In September, NBC greenlit a sitcom called Mail Order Family. The plot would center around a widowed single father who orders a mail-order bride from the Philippines to help raise his two preteen daughters. Online backlash was swift, as people asked what was so funny about the exploitation of marginalized Filipino women, so plans to produce the show were cancelled, but that doesn’t mean the issue of mail-order brides and the racist stereotypes that surround them have gone away.

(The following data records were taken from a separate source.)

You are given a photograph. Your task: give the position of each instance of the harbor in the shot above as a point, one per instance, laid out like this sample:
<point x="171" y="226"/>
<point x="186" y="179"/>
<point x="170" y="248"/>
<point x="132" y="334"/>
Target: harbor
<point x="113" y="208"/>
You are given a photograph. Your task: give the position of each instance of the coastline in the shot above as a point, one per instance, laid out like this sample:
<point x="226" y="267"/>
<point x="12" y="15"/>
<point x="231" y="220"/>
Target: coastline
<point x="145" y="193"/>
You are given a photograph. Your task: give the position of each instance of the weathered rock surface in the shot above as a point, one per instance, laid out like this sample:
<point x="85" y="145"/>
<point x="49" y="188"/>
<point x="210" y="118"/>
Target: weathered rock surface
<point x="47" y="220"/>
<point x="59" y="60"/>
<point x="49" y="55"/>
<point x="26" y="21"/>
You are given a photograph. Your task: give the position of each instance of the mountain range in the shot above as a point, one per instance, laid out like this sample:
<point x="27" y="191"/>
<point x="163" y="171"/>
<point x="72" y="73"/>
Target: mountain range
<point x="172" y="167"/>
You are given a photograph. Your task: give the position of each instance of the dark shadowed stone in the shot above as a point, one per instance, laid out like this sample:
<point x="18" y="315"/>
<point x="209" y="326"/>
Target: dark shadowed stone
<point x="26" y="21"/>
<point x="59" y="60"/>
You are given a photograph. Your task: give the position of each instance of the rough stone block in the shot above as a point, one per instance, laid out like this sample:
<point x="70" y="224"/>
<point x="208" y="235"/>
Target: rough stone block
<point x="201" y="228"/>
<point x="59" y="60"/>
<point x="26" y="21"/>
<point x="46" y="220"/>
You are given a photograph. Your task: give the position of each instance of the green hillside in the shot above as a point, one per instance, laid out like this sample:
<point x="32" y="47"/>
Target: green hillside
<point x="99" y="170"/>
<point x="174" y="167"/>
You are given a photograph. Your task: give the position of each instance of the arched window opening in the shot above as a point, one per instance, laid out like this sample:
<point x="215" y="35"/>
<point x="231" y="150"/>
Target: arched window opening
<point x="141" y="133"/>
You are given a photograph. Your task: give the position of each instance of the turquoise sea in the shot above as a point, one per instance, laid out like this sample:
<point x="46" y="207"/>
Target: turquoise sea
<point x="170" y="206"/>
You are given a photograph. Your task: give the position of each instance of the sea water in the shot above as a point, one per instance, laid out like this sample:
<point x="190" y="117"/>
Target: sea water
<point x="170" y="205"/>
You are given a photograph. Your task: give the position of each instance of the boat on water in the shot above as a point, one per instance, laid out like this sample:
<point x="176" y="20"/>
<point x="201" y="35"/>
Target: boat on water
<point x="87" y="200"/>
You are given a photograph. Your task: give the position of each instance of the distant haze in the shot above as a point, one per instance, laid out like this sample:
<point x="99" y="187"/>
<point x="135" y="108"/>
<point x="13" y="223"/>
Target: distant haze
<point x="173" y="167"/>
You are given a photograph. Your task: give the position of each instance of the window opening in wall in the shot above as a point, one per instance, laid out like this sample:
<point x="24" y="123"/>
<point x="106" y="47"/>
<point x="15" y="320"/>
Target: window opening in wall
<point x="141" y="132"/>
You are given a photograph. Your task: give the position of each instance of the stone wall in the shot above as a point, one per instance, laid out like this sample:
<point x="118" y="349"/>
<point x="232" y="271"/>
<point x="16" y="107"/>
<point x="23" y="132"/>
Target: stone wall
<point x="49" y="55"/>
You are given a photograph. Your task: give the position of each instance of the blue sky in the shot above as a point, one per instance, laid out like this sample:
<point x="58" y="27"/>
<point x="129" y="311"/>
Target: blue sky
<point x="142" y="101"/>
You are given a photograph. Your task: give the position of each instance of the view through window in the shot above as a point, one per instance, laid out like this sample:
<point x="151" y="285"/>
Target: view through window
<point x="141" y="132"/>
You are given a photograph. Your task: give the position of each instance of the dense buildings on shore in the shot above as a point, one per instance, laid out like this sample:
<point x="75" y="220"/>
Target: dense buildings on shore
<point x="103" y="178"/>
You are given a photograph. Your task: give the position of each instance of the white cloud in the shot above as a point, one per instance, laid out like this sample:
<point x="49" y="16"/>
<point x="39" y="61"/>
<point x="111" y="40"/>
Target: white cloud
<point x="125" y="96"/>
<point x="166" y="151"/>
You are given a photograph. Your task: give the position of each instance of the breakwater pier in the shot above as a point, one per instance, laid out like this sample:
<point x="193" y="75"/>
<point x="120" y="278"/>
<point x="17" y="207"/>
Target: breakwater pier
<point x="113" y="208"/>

Charlene Sayo was part of a team from the Philippine Women Centre of B.C. (PWC) that conducted a study on Filipino women who came to Canada, either explicitly as mail-order brides or via the caregiver program (previously called the live-in caregiver program), who were now living in provinces across Canada — often isolated in rural areas — with their new husbands and families. The PWC includes domestic workers, mail-order brides, prostituted women, as well as other Filipino women who are forced to emigrate as part of globalization under the umbrella of trafficking.
In this episode, I speak with Charlene about these programs, as well the stereotypes and the struggles Filipino women face today in Canada and beyond.
Charlene Sayo is blogger, commentator, and co-author of Canada: The New Frontier for Filipino Mail-Order Brides. She also hosts MsRepresent: Behind the Face, A Fierce Woman.